RDP Proxy features was initially released in NetScaler 10.5.e release, and was made GA with the 11.0 release. There was a lot of questions about it when it was first released, and some misunderstandings too. Read on to get a understanding on what RDP proxy @ NSGW can do for you.

From a high level perspective RDP Proxy gives the following functionalities:

  • The ability to authenticate a user with multiple factors before giving them access to make an RDC to a backend host
  • Reverse-proxy connection to your RDS host
  • No need for a full VPN connection
  • Control which RDP capabilities is available to the client
  • Encrypt your RDS traffic
  • Change port on RDS traffic from 3389 to your choice(so you can sneak around the FW’s)

Use case:

Remote access to a jump host: If you don’t have a Citrix XD installation for everything, this is a cost effective way to get access to a backend host, from where you can access other resources all from the same portal as you are used to.


The configuration consists of 3 elements.

RDP server profile; this is where you define which ip and port the NetScaler should listen on for incoming connections.
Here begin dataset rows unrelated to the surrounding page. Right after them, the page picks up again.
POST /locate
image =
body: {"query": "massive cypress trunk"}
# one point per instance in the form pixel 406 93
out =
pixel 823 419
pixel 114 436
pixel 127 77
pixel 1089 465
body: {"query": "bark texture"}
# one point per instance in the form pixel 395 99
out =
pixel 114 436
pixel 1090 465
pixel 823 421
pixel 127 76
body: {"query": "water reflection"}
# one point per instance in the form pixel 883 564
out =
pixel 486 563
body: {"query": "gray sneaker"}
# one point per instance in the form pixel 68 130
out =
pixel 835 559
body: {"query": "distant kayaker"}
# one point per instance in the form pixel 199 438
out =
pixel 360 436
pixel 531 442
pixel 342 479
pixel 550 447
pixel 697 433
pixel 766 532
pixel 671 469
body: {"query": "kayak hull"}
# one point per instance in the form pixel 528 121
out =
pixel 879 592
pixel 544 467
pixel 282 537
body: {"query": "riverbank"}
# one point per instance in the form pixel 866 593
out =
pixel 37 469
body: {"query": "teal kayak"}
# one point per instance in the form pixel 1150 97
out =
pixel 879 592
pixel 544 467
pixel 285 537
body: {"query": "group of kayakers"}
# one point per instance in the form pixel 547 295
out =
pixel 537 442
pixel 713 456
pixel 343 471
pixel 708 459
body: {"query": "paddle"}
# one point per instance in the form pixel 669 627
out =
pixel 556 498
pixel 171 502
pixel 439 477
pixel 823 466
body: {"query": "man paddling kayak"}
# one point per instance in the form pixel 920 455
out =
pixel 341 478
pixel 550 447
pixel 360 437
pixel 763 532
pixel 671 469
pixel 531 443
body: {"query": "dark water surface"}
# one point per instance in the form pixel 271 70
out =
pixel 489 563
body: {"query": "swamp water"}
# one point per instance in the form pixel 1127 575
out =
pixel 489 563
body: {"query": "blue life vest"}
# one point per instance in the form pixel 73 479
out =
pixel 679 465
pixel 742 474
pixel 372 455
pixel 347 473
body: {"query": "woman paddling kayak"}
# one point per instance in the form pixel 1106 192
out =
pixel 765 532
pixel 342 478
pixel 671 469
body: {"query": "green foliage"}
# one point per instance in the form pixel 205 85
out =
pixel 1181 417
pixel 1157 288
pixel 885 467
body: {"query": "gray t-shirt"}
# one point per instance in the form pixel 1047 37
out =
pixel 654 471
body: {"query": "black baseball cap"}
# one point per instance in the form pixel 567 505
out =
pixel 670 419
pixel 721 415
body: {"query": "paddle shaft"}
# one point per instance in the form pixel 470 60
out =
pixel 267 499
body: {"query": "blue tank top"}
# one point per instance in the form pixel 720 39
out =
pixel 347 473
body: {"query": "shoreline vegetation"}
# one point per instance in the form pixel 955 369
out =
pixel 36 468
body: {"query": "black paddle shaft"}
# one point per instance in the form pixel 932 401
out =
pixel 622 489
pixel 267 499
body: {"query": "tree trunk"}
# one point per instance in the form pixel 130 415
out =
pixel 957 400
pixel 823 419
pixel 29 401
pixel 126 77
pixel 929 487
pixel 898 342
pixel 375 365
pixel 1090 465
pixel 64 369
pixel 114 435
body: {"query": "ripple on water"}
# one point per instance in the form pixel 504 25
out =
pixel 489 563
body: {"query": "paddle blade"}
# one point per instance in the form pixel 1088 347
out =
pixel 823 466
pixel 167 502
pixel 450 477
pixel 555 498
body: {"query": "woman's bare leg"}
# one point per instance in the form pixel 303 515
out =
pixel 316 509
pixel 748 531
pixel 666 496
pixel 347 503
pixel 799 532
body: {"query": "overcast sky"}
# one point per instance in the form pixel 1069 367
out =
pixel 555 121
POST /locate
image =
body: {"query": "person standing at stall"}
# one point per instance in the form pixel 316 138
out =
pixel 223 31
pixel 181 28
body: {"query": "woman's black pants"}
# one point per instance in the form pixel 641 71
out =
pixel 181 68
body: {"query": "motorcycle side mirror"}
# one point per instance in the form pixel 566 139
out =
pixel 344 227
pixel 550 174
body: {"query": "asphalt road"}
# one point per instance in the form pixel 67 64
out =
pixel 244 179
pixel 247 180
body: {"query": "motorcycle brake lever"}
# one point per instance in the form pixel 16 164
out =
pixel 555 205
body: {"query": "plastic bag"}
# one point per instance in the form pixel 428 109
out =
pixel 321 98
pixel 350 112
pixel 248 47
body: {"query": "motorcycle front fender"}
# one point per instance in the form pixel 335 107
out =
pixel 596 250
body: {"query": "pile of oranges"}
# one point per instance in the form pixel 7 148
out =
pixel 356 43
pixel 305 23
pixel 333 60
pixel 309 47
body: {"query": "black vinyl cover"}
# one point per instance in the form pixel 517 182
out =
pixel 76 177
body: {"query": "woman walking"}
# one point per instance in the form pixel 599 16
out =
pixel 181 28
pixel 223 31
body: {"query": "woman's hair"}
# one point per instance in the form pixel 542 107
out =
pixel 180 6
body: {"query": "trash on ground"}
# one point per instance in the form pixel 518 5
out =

The RDP server profile is bound to a NSGW vServer

RDP client profile; this is where you define which RDP capabilities that’s available to the client (print mapping, drive sharing). The RDP Client profile is bound to a session profile.

RDP Bookmarks; This is where you define the backend server/host’s IP address. The RDP bookmarks are bound to a user or a group.

What happens:

Client connects to NS Gateway and is prompted to enter credentials.

List of Remote Desktop resources that the user can access is provided in the Portal.

Once the user clicks on a link, the request is authorized and NS generates the .rdp file.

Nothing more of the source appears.